An ambitious young idealist might seem like a fertile ground for spreading knowledge of sorcery, but idealism also means, in many cases, unshaken faith in the Widow and Bear and thus an unwillingness to consider taking up strange foreign (probably chaos-tainted) sorcery. At least one seems to become noticeably more worried for the state of their destination, that one like you would be permitted to travel there at all. Peer pressure keeps any less faithful or more trusting sorts from asking for tuition, at least for now.
The human sailors have many things to say about Lothern - that it's the greatest city in the world, that it's the jewel of Uluthan. It's strung out over both sides of a strait guarded by a mighty fortress and three great gates that have never fallen in human memory, and which protect the idyllic lands of the elves from the corruption and disaster of the outside world. The Phoenix King, in his generosity, grants humans the rights to live and work in many quarters of the city without need for visa or passport, as long as they obey the laws of Eataine, so it's the one place in the world for humans who wish to never fight against the forces and evil and instead to live peaceful and productive lives. It's walls are tall enough to shelter the entire city from storms, which is good, because the entire thing is built on the sea as a network of islands with great temples and gold that flows like copper in the outside world.
The elf sailors have many holes to poke in this dream - that it was built in happier days of yore, when the elves could focus on building and not on arresting the decline of the world, that it has in it these days more humans than elves and that their youthful unwisdom infects even the local elves with violence and rowdiness (not always a bad thing, of course, there's no other elf-kingdom where the drink is so fine and the fun so plenty) and even so it's halls are left half-empty, that Eataine is the only Asur kingdom that permits debt-bondage as a punishment and that many humans will find themselves in such a state, unable to compete with immortals at their own trades.
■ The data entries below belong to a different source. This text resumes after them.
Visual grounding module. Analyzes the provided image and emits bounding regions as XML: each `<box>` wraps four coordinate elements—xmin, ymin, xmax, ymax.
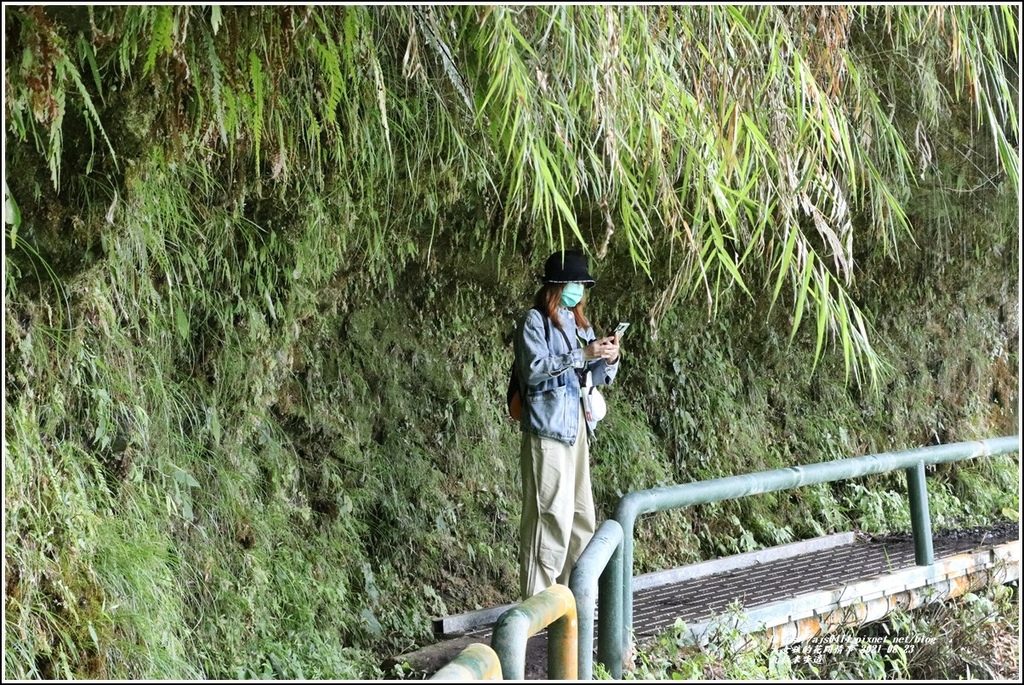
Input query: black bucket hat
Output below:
<box><xmin>541</xmin><ymin>250</ymin><xmax>596</xmax><ymax>288</ymax></box>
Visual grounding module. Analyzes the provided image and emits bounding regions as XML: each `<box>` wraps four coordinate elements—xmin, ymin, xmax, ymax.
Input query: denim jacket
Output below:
<box><xmin>515</xmin><ymin>307</ymin><xmax>618</xmax><ymax>444</ymax></box>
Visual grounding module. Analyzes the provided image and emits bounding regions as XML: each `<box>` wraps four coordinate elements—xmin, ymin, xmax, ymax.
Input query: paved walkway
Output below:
<box><xmin>421</xmin><ymin>522</ymin><xmax>1020</xmax><ymax>680</ymax></box>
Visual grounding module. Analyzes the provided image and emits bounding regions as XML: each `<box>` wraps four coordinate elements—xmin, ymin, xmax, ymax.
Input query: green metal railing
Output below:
<box><xmin>430</xmin><ymin>642</ymin><xmax>502</xmax><ymax>681</ymax></box>
<box><xmin>598</xmin><ymin>435</ymin><xmax>1020</xmax><ymax>665</ymax></box>
<box><xmin>569</xmin><ymin>519</ymin><xmax>623</xmax><ymax>680</ymax></box>
<box><xmin>490</xmin><ymin>585</ymin><xmax>579</xmax><ymax>680</ymax></box>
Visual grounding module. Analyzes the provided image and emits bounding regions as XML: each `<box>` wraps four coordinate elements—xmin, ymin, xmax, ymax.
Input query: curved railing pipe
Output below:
<box><xmin>569</xmin><ymin>519</ymin><xmax>623</xmax><ymax>680</ymax></box>
<box><xmin>430</xmin><ymin>642</ymin><xmax>502</xmax><ymax>681</ymax></box>
<box><xmin>600</xmin><ymin>435</ymin><xmax>1020</xmax><ymax>656</ymax></box>
<box><xmin>490</xmin><ymin>585</ymin><xmax>579</xmax><ymax>680</ymax></box>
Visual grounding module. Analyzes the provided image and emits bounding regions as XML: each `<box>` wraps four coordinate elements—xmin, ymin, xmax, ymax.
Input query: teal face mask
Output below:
<box><xmin>562</xmin><ymin>283</ymin><xmax>583</xmax><ymax>309</ymax></box>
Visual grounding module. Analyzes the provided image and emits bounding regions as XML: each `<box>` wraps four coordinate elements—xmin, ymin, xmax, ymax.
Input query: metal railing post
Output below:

They talk about their first visits, in centuries past, to the great city, fresh from tiny villages on misty isles, and the disillusionment they found with gates that don't even protect every Asur, let alone every soul, and a high king more interested in the affairs of mayfly-mortals (no offence) than on protecting his own people from orcs and demons (A name, Grom the paunch, is mentioned, in the grimmest of tones.). But, they cannot deny that it is one of the most beautiful and richest cities in the world, and that every wonder of the worlds old and new can be found there, and that the Lorthern Sea Guard are responsible in large part for what hope they have of sailing unmolested with their campaigns against Norscan, Druchii, and Dreadfleet alike.